Other companies offer green hydrogen, including Air Products, which in June unveiled its third hydrogen fuel plant India, and the first to get all of its hydrogen from solar through an electrolyzer.

That process, though, is “inherently expensive,” HyperSolar says in a statement. HyperSolar’s own process doesn’t use electrolyzers and, it says, is “designed to be cost-competitive” with existing hydrogen production processes.

HyperSolar says its researchers — which besides the University of Iowa team also includes scientists at the University of California-Santa Barbara — are now working on a prototype of a “self-contained solar-powered hydrogen production unit,” which it will later use as the basis for an “economical large scale manufacturing process.”

Hydrogen fuel cells are popular in industrial applications and retail distribution centers, with a growing number of forklifts now powered by the cells. Auto manufacturers including Toyota, Honda, Hyundai and BMW have introduced hydrogen fuel cell cars or are expected to do so very soon.

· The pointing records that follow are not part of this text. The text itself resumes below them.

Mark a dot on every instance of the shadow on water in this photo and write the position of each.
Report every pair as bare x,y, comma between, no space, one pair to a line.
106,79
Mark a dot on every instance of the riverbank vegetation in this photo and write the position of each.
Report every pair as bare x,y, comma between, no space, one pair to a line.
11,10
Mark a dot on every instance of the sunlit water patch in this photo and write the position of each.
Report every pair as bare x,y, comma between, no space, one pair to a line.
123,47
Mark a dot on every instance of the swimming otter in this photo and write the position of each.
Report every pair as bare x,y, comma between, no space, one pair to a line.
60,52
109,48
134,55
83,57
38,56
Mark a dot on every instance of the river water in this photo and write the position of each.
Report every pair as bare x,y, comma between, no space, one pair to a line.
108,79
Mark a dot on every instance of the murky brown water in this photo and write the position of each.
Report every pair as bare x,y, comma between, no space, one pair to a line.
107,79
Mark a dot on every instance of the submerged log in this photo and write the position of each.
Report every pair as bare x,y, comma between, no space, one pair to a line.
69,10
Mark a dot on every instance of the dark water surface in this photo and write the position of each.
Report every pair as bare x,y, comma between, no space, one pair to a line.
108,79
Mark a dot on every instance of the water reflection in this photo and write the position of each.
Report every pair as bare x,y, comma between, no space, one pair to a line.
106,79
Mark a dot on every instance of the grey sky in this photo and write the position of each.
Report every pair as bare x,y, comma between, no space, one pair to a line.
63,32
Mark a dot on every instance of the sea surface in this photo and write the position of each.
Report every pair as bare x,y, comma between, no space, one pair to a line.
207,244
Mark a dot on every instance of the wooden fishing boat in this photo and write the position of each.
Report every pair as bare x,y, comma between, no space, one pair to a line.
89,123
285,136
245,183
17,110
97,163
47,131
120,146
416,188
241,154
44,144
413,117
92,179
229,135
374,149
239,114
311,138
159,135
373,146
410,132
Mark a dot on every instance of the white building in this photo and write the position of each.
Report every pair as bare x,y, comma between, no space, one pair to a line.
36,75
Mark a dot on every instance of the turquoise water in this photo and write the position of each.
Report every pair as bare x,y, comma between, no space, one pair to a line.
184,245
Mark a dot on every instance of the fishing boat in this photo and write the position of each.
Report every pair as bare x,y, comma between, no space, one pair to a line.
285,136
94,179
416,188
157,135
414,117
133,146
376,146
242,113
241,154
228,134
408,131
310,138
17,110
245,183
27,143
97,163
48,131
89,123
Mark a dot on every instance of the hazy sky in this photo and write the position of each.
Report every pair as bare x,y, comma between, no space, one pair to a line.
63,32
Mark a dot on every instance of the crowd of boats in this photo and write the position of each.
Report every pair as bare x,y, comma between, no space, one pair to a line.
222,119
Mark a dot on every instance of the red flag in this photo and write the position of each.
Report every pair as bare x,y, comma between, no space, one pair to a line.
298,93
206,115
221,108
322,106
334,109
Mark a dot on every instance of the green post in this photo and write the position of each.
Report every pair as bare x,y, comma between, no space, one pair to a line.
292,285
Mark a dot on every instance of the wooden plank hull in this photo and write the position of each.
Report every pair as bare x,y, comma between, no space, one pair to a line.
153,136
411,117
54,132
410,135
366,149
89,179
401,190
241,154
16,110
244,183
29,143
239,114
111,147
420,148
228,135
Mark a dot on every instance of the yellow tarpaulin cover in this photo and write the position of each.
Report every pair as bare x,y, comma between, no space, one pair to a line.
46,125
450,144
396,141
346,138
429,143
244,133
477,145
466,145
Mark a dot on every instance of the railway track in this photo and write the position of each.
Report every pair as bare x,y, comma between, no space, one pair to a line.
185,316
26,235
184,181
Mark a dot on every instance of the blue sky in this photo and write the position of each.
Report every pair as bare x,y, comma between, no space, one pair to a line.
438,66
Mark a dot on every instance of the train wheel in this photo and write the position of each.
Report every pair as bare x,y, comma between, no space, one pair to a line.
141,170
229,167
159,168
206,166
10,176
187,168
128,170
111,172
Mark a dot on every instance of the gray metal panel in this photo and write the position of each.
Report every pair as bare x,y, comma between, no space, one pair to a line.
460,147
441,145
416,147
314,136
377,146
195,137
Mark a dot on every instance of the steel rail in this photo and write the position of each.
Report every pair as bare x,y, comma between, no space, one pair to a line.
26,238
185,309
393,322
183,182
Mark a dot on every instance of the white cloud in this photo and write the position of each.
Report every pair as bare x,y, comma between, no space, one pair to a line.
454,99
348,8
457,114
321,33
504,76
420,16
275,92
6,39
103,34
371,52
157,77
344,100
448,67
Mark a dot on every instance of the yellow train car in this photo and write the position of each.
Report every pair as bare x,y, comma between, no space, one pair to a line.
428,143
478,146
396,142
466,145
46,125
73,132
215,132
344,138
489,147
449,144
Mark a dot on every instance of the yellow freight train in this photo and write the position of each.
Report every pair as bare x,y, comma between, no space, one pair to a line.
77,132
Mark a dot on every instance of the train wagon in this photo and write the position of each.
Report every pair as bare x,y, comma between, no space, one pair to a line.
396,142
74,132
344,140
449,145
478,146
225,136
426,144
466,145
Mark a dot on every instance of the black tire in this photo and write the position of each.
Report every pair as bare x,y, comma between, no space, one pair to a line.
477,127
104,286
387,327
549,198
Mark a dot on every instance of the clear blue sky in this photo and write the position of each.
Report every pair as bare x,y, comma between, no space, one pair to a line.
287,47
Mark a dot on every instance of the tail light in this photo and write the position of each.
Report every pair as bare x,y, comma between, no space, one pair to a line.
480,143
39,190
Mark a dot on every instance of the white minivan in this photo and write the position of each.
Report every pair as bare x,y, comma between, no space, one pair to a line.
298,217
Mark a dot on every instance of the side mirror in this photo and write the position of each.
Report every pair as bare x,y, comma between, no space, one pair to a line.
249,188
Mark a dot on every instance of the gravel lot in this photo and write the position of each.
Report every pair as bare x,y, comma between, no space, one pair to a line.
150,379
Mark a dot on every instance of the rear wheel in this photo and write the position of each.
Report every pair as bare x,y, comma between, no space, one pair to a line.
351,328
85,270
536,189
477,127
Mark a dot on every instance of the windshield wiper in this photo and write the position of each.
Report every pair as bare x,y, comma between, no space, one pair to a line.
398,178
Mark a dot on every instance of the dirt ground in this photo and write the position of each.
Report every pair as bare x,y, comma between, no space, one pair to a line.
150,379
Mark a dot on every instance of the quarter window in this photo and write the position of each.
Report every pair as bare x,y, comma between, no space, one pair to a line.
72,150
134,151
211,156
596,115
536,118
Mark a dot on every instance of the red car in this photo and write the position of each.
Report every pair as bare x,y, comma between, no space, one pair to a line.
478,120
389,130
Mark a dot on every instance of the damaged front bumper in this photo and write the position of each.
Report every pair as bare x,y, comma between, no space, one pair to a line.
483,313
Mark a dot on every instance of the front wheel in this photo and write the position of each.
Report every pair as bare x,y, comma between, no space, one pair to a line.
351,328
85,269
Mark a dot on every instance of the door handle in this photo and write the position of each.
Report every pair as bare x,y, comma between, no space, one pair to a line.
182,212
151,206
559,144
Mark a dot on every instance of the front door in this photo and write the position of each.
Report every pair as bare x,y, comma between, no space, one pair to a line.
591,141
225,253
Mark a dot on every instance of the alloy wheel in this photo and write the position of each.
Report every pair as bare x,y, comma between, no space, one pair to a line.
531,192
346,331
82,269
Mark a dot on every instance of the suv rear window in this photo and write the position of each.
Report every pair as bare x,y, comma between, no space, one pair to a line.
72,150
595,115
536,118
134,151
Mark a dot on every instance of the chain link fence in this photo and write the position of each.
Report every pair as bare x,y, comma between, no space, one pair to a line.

“Both consumers as well as energy professionals are beginning to realize the importance of renewable hydrogen solutions, as opposed to continuing to rely upon natural gas, a fossil fuel, for hydrogen production,” Young says. “The various applications for hydrogen continue to grow, as shown by big-box retailers in the industrial sector, and of course the well-publicized hydrogen fuel cell vehicle industry which continues to expand due to interest and funding from major global auto manufacturers.”

The H2Generator technology is currently under development.